The Armonk, NY-based company reported third-quarter net income of $2.0 billion, or $1.08 per share, compared with net income of $1.70 billion, or 90 cents per share, a year ago, excluding one-time gains. The current-year results met the analysts' consensus estimate of $1.08 per share, as compiled by research firm First Call/Thomson Financial.
Mr Joyce declined to specify what kind of sales growth IBM could see in the fourth quarter, only saying that sales would be stronger than in the third quarter. This was a step back from earlier guidance of at least 10 per cent revenue growth, analysts said.
"Clearly there was a more cautious tone," said Sanford C Bernstein analyst Toni Sacconaghi. "They didn't come out with full confidence for the fourth quarter."
A weak euro hurt sales growth by reducing the total amount of revenues, when converted back into dollars, IBM said. Without the currency effect, sales would have risen 6 per cent. In the third quarter of 1999, IBM reported sales of $21.14 billion.
Mr Joyce said the effect from Europe's unified currency could be even greater in the fourth quarter.
"The impact in the fourth quarter may well be larger - not only due to the possible larger year-to-year drop in the euro - but also due to its rapid rate of decline that did not provide opportunities to hedge at rates that would have totally offset currency loss," Mr Joyce said.
Big Blue, which reported at least one bright spot in bringing its personal computer business back to profitability, said in a statement that third quarter sales were held back by three factors.
"Demand for our microelectronics products ... far out stripped our ability to supply components," IBM chairman and chief executive Louis Gerstner said in a statement. "Second, the upcoming release of our new high-end server slowed demand for our System 390 family of servers."

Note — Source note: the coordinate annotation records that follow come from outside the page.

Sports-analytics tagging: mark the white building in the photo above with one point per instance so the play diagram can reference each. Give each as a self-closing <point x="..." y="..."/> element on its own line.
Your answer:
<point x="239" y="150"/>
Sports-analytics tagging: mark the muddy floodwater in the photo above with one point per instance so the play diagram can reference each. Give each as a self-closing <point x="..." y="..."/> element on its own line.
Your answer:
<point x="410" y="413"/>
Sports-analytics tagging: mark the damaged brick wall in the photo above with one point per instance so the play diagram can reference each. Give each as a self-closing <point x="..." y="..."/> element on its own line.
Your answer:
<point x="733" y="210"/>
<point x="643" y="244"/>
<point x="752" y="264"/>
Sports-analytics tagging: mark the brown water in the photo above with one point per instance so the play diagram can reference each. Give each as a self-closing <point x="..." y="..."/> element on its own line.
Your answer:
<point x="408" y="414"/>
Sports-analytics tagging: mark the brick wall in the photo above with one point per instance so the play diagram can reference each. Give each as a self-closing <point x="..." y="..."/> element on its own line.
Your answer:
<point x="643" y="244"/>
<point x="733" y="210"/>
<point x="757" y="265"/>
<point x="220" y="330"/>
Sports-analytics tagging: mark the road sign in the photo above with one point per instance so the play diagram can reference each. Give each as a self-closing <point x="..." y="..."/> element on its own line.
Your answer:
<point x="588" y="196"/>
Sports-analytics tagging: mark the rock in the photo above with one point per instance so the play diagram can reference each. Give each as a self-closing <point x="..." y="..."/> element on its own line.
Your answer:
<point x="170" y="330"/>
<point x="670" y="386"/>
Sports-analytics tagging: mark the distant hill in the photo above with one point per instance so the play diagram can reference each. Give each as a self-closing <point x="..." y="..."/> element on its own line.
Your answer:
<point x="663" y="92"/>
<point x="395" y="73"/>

"Finally, parts of our software business slowed unexpectedly in September," he added.
Orders for the mainframes slowed more than expected ahead of the introduction of its seventh generation of its flagship 390 mainframe computer system, which it announced October 3 and which Joyce said IBM was "on track" to ship in mid-December.
"In the later stages of September, new orders in the pipeline started to slow, and some existing orders were even deferred," Mr Joyce said of demand for its mainframe computers.
Software revenues fell 3 per cent to $2.9 billion. Hardware sales were up 4 per cent to $9.5 billion, while Global Services revenues were also up 4 per cent, to $8.2 billion.
"Our software sales teams did not execute and did not close the business in the pipeline at the end of the quarter. Also, growth in our Tivoli Systems Management software was particularly disappointing," the IBM CFO said.
On a regional basis, IBM said revenues from Europe were down 3 per cent to $5.6 billion, while those from the Americas were up 1 per cent to $9.7 billion.
The company's gross profit margin was 35.8 per cent, flat compared with a year earlier.
IBM's financial report had been anxiously awaited by investors who in recent weeks have been battered by earnings warnings from top technology players. Analysts said that strong results from IBM could restore faith in a weary market.
Shares of IBM, which reported after the close of trade, closed up $1-7/8 at $113 in regular trading on the New York Stock Exchange on Tuesday.